And, all about this life long lesson....
Let me just state something here, and speak out something in life....
I was bullied all my life through middle school and high school, I tried ending my life because of it 3 times. I then stood up for myself and fought back.... After that, I fucking shook hands with a guy that made my life a living hell through school, I shook his damn hand at graduation and said "I forgive you bro". After he fucking caused so much stress and depression in my life, I said sorry. Now, you are going to say I don't have a heart?
Here's another one:
My gf, who I am dating now.... I was pissed off and I walked in and she said "What's wrong" I told her "none of your damn business" she took off to the room, I was pissed, throwing shit around, punching the wall, and all that. I then dropped my attitude when I heard crying and opened the door and saw her packing her shit and crying. I know fucking anger doesn't get you no where, I know talking shit won't get you no where. I almost lost my GF due to my attitude. But once you are bullied most of your life, you will have mood swings every now and then, it's just the thing. I told my gf I was sorry, I gave her a kiss, and I straight up said "Look, I got in some shit today and I am sorry I took it out on you."

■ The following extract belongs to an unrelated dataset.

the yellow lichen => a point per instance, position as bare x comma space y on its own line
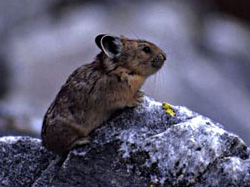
168, 108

Now, this is for you guys:
Life is a bitch, you will meet people who honestly don't give a fuck who you are, and doesn't even have a heart. My RL friends are suprised that I have feelings for people, even though all my life I was treated like shit. Disowned, talked about, pushed around....
But, when I apologized, that bully that fucked my life over for a while straight up had a tear come out of his eyes and said "I am sorry". Yes, shit talking is in me, it's just sometimes I do it because I do it... I can stop myself sometimes, but when I am tired and high and have no cigs, I cannot control it.
It's the internet.. You got to learn to ignore it. I used to be just like you, crying when someone talked trash to me over the internet, but a friend of mine taught me how to cope with it. Most people talk shit just to test your buttons, to see if you will go off right back. That's when you just roll with the flow. Laugh at it, it's the internet.
Hopefully this will make you understand, and please read it all.